Pour une rare fois, nos équipes féminine et masculine étaient engagées au même moment dans des compétitions internationales. Les amateurs avaient espoir de les voir jouer au-delà du 1er juillet, ce que les deux sélections n’ont pas réussi à faire.

Dans leur bilan, les dirigeants de l’Association canadienne de soccer et le personnel d’entraîneurs voudront certainement faire ressortir le positif de chacun des parcours. L’apprentissage, l’effort et la qualité des adversaires seront sûrement mis de l’avant.

Mais la réalité est beaucoup plus simple : les deux équipes n’ont pas offert des performances à la hauteur des attentes. Si le Canada veut progresser, s’il veut avoir de l’ambition sur la scène internationale comme en témoigne la coorganisation de la Coupe du monde 2026, il doit regarder les résultats froidement. Ce n’est pas assez bon. Il reste beaucoup de travail à faire.

Chez les femmes

À la Coupe du monde présentée en France, les femmes se sont inclinées en 8e de finale. Un résultat plus ou moins entendu pour une équipe qui n’était pas nécessairement destinée à la grande finale de la compétition.

Malgré tout, cette incapacité à se qualifier pour les quarts, là où se retrouve véritablement l’élite mondiale, est pour le moins décevante. Surtout que plusieurs commentateurs assuraient que c’était la sélection la plus talentueuse que le Canada n’avait jamais envoyée à la compétition.

Bref, on n’a peut-être pas pris du retard ces dernières années, mais on s’est fait dépasser par plus d’une nation.

Et les hommes

Du point de vue masculin, on savait que la Gold Cup allait servir de tour de chauffe en vue des qualifications pour la prochaine Coupe du monde au Qatar.

Bien que la compétition ait revêtu moins d’importance que la Coupe du monde, le résultat des hommes est plus difficile à accepter et certainement plus frustrant que son pendant féminin.

Les victoires des hommes de John Herdman, contre la Martinique et Cuba, ont été acquises contre des équipes moins bien classées. Il est dans une certaine mesure normal de perdre contre le Mexique, un morceau encore trop gros pour la sélection de l’unifolié.

Mais l’élimination contre Haïti est frustrante parce qu’elle était à la portée du Canada.

Pour se qualifier pour les grands tournois, il faut battre régulièrement les équipes du même niveau, et particulièrement celles qui te sont inférieures. À ça, il faut ajouter une ou deux performances extraordinaires contre des adversaires qui ont l’habitude des qualifications comme le Mexique, les États-Unis ou le Costa Rica. Jusqu’ici, le Canada n’a pas démontré qu’il est capable de jouer avec les meilleurs.

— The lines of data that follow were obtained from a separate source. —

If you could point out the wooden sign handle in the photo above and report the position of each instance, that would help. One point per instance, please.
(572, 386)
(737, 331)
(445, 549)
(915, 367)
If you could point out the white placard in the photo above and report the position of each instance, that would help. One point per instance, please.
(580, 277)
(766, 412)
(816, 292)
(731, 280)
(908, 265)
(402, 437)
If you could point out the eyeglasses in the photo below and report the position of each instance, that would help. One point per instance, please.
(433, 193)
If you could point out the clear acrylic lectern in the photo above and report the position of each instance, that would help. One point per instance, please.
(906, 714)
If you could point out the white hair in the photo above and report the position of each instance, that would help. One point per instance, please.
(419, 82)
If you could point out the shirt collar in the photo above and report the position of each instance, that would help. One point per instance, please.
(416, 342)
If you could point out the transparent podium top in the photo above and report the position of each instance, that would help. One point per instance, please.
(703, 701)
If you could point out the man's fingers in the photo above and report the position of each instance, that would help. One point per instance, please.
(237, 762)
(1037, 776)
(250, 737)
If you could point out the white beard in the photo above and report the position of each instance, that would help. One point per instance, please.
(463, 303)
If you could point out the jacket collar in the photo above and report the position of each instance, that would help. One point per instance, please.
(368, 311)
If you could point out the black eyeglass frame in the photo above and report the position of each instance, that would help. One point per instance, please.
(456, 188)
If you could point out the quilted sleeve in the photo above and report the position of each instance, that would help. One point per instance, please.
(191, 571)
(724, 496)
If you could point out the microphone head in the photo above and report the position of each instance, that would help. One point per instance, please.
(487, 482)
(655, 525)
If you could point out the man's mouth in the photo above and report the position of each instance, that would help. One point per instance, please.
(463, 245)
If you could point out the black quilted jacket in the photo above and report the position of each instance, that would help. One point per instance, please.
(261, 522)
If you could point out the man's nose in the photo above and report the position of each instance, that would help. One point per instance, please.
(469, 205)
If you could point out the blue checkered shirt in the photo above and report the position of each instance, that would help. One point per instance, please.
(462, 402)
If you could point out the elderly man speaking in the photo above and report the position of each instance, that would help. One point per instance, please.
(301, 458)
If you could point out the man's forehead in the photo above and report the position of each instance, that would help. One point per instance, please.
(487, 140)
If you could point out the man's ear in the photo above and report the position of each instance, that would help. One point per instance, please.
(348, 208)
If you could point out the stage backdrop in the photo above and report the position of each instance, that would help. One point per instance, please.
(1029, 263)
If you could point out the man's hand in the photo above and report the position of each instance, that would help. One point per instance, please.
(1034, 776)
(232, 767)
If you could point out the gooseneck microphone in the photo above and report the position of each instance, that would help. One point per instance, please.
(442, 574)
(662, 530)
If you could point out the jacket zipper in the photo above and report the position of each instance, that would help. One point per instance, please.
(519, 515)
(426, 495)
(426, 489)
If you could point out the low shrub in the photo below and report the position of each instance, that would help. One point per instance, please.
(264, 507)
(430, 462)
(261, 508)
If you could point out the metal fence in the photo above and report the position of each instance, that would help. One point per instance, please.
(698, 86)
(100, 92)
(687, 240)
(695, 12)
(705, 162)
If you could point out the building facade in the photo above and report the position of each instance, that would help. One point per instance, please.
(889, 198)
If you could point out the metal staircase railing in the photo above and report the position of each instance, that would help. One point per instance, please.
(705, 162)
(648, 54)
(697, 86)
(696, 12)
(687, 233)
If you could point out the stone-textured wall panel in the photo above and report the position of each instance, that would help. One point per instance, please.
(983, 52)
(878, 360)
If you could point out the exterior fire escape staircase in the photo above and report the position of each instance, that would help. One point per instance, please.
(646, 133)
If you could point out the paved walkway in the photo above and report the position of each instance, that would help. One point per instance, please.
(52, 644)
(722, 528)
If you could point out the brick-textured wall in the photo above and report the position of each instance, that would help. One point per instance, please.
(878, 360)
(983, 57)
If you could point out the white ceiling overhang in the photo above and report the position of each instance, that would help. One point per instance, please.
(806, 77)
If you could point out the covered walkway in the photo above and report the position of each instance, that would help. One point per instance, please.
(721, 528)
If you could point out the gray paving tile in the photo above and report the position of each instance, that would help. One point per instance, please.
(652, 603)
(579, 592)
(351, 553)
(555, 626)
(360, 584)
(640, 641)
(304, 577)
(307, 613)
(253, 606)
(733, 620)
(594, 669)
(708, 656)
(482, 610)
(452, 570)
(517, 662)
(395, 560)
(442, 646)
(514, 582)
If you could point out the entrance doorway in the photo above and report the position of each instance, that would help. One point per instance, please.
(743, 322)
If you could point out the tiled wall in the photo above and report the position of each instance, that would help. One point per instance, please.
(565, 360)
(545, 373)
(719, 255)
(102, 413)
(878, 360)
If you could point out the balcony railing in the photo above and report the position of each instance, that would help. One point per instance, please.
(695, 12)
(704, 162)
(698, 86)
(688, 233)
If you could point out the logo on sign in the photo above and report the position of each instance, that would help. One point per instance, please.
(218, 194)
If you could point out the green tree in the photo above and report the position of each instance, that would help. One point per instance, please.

Parlons un peu de l’Impact

Depuis quelques années, la réalité des différentes ligues au monde est en changement. Pour un joueur, les matchs programmés au cours du championnat ne constituent que le minimum syndical. En général, une tonne d’autres événements et de compétitions sont ajoutés aux horaires des ligues et – ultimement – des joueurs.

Pour ces derniers, ce genre d’horaire peut être accueilli avec plaisir. En majorité, les joueurs préfèrent les matchs aux entraînements. C’est au personnel technique que ces horaires posent le plus de difficultés.

D’abord, ils doivent gérer le temps de jeu, le volume d’effort de chaque joueur. Deuxièmement, ils doivent jongler avec les alignements d’un match à l’autre.

Même si la préparation est minutieuse, il est impossible de prévoir les blessures, de connaître les intentions d’un sélectionneur vis-à-vis un de nos joueurs et d’anticiper les résultats d’une sélection. Planifier l’imprévisible, vous le savez, est une tâche impossible en sport comme dans la vie.

Malgré ce genre d’écueils, les résultats de l’Impact ont continué dans la même veine depuis son retour de vacances. On alterne entre victoire et défaite avec des alignements qui changent aussi au gré des différents événements et des malchances.

En alternant les résultats de la sorte, même s’il est accroché à la deuxième position du classement de l’est de la MLS, l’Impact pourrait avoir à ramer pour rejoindre les séries éliminatoires.